The downturn was not isolated to New York. At Zachys' October auction in Hong Kong, five assorted cases of DRC went unsold, as did cases of Pétrus from the 1990, 1998, 2000 and 2003 vintages.
How did collectible wine lose its recession-proof standing? Apart from global economic fears, the vast number of layoffs in the financial sector (traditionally the backbone of wine-auction markets) and a decline in year-end bonuses drained the pool of buyers. Charles Curtis, head of Christie's North American wine department, said that the strengthening of the U.S. dollar against most world currencies had decreased foreign buying, which had kept the market aloft even when the mortgage crisis had begun hurting American wallets. John Kapon, president of Acker's auction division, said that many regular buyers, especially the trade, were still sitting on the sidelines while active buyers are becoming more selective.
The hard times aren't limited to the big auction houses either. Some WineBid.com customers have recently complained that the Internet auctioneer has made its sales policies more restrictive, forcing customers who consign their wines to sell them at lower reserve prices.

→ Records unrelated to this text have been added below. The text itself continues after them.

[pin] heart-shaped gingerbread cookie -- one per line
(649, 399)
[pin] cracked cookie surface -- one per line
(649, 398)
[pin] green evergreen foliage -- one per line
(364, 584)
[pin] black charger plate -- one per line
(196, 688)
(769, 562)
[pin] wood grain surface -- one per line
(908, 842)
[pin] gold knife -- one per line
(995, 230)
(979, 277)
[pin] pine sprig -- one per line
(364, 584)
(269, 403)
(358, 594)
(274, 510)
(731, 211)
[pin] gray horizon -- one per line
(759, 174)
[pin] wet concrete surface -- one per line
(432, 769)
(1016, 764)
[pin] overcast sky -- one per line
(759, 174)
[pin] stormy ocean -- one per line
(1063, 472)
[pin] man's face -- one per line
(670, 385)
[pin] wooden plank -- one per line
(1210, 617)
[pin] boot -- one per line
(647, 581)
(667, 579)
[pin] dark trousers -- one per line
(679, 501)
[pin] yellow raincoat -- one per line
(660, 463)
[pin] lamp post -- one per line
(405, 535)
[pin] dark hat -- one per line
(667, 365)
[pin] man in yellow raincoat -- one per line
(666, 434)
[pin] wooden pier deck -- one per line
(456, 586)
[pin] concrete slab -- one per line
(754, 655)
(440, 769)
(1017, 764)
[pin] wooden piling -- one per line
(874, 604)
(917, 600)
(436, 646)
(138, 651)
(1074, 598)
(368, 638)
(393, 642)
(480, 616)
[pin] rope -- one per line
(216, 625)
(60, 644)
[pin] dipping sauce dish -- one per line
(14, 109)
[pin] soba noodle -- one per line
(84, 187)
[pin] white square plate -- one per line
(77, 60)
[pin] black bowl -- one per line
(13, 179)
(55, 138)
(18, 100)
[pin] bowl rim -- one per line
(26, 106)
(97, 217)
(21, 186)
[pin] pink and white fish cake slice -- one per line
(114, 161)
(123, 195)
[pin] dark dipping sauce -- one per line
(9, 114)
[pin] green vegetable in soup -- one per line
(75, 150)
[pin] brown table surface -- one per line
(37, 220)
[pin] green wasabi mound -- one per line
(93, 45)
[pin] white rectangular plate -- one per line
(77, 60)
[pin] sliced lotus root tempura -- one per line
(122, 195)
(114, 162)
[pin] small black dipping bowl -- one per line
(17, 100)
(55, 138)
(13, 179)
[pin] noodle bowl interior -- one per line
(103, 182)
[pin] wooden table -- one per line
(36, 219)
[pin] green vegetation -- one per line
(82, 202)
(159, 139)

Zech denies that there has been any change in policy, but says the customers have to accept that lower prices are now a fact of the market. "Our reserve pricing is based on a program that uses pricing and sales data from past auctions. We've always had some flexibility in setting reserve pricing—and in the past that allowed for higher prices—but we cannot accept consignments that are priced beyond current market reality," Zech said. "We're just trying to be honest with customers."
WineBid.com isn't the only auctioneer reevaluating prices. Going forward, auction houses are revising their estimates across the board. "Collectors are clearly intent on buying wine at more reasonable prices, and consignors will have to accept a new reality," said Jamie Ritchie, director of Sotheby's North American wine department. Ritchie expects estimates and reserves to drop 10 to 30 percent.
Paul Hart, president of Hart Davis Hart, echoed that. "Price adjustments will be around for some time. This is now a collector's market and many bidders who had been waiting for a correction in prices are returning to the salesroom."
There's a saying in auction circles that bidders vote with their paddles. Clearly, collectors won't pay yesterday's prices for today's wine. How deep the correction is may depend on the global economy as a whole.